Among 11 patients in the supplemental oxygen cohort, the median duration of follow-up from the initiation of acalabrutinib treatment was 12 (range 10-14) days. All but one patient received at least 10 days of acalabrutinib, which was the anticipated treatment duration. At the time of formal data collection, 8 (73%) patients no longer required supplemental oxygen and had been discharged from the hospital. Among 3 patients still requiring oxygen, one was on 4L/min by nasal cannula and one was on a ventilator, both with decreasing oxygen requirements, and one patient was on continuous positive airway pressure (CPAP) with a stable oxygen requirement (Fig. 2).
Eight patients on invasive mechanical ventilation were followed for a median of 12 days (range 7-30) from the initiation of acalabrutinib treatment and received the anticipated treatment duration of 10 to 14 days, with the exception of 2 patients who died (Fig. 3). In this patient group, 4/8 (50%) were extubated, two of whom were discharged, one was on 4 L/min of oxygen and weaning, and one died of an acute pulmonary embolism. Four patients remained intubated and included three patients with oscillating oxygen requirements, and one patient who died after withdrawal of support. Two of these ventilated patients had organ dysfunction due to sepsis and renal failure.

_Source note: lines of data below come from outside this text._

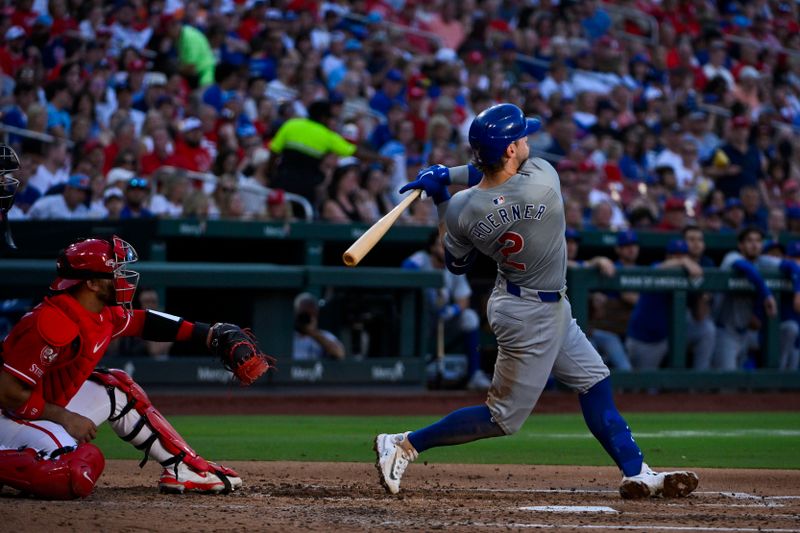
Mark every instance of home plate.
[519,505,619,513]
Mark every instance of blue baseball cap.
[667,239,689,254]
[786,241,800,257]
[761,239,786,254]
[617,229,639,246]
[564,228,581,242]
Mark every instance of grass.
[95,413,800,469]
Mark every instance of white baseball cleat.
[467,370,492,391]
[619,463,699,500]
[372,431,419,494]
[158,462,242,494]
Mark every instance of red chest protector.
[36,294,116,407]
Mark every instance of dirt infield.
[0,461,800,533]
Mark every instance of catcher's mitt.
[208,322,275,385]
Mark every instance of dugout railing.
[0,219,784,266]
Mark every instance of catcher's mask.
[0,143,19,176]
[50,235,139,312]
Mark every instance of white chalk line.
[472,488,800,501]
[446,522,800,533]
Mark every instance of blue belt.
[506,280,561,303]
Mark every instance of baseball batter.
[0,237,271,499]
[375,104,698,498]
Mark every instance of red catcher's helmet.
[50,235,139,310]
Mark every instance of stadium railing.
[0,254,800,389]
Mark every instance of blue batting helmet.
[469,104,542,165]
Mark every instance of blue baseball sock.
[464,329,481,376]
[408,405,505,452]
[579,378,644,476]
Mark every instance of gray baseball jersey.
[444,158,567,291]
[444,158,609,434]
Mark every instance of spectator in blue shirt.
[203,63,240,113]
[369,68,405,116]
[45,80,72,137]
[714,228,800,370]
[625,239,703,370]
[778,241,800,371]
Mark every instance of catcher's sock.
[464,329,481,376]
[579,378,643,476]
[408,405,505,452]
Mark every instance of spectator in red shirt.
[0,26,26,78]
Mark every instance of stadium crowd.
[0,0,800,372]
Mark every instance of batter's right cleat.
[158,462,242,494]
[372,431,419,494]
[619,463,699,500]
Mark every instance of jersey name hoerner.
[444,158,567,291]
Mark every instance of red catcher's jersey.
[2,294,141,407]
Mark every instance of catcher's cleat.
[619,463,699,500]
[158,462,242,494]
[373,431,419,494]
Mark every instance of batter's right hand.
[400,165,451,205]
[61,411,97,444]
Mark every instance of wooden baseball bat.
[342,189,422,266]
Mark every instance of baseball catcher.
[0,236,273,499]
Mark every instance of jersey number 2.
[497,231,527,272]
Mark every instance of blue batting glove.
[439,304,461,320]
[400,165,451,205]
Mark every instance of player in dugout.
[374,103,698,499]
[0,236,273,500]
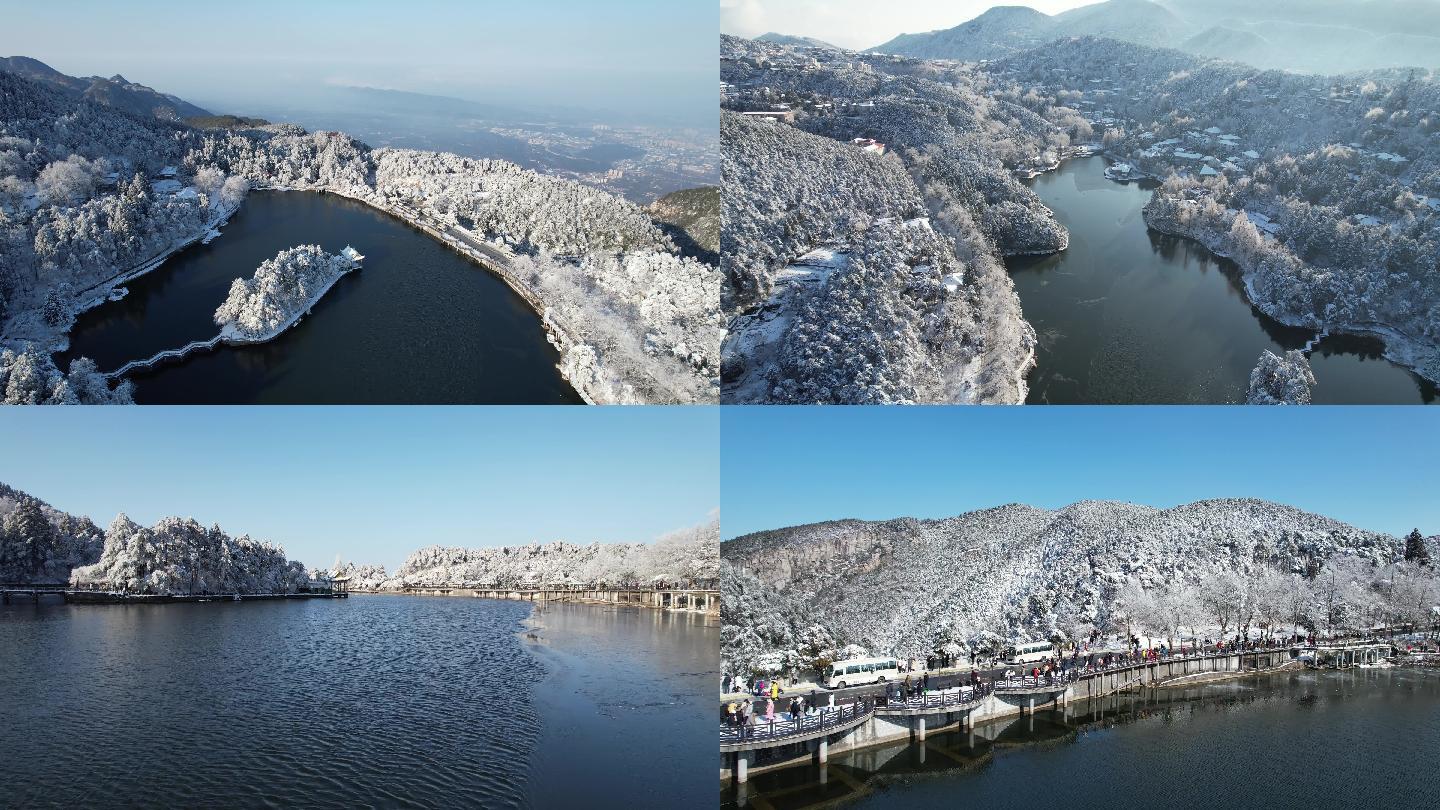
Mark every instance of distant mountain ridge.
[649,186,720,264]
[755,32,845,50]
[868,0,1440,75]
[0,483,105,584]
[0,56,210,121]
[720,499,1404,660]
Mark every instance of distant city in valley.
[0,44,721,404]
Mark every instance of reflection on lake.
[1007,157,1436,404]
[59,192,579,404]
[720,669,1440,810]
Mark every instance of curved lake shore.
[731,669,1440,809]
[0,595,719,807]
[58,190,580,404]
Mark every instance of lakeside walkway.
[720,637,1395,783]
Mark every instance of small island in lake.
[215,239,364,343]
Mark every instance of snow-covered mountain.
[755,30,844,50]
[71,513,310,595]
[649,186,720,264]
[720,499,1403,662]
[870,0,1440,75]
[374,520,720,589]
[0,56,210,121]
[870,6,1056,61]
[0,484,105,584]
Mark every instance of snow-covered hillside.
[984,37,1440,379]
[720,499,1440,669]
[0,63,723,402]
[366,520,720,589]
[215,245,356,337]
[0,484,104,584]
[71,515,310,595]
[720,36,1065,404]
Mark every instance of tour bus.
[1005,641,1056,664]
[825,659,900,689]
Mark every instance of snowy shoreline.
[1143,207,1440,382]
[1005,150,1440,392]
[289,186,616,405]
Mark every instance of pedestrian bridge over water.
[720,640,1394,783]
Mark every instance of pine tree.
[6,499,55,579]
[1405,529,1430,565]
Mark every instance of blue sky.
[0,406,720,571]
[721,406,1440,539]
[0,0,719,123]
[720,0,1099,48]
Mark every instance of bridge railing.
[720,700,876,744]
[880,682,994,709]
[0,582,71,594]
[995,669,1080,692]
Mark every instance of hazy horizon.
[0,405,720,572]
[720,405,1440,539]
[720,0,1100,50]
[0,0,717,123]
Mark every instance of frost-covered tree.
[1405,529,1430,565]
[71,515,310,595]
[0,484,101,584]
[1246,350,1315,405]
[215,245,354,340]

While these results are based on our prespecified cutoff for full data analysis of April 23, 2020, we obtained an outcome update as of May 28, 2020 to assess if any patients had a disease recurrence off of acalabrutinib. In the supplementary oxygen cohort, 9 patients had been discharged on room air and remained clinically well, one was still hospitalized, and one died. In the mechanical ventilation cohort, 3 patients were discharged on room air and remained well, one was discharged to rehabilitation, and 4 patients died. In all, 12 patients achieved normal oxygenation on room air (2 more that at our formal data cutoff) and none have had a recurrence.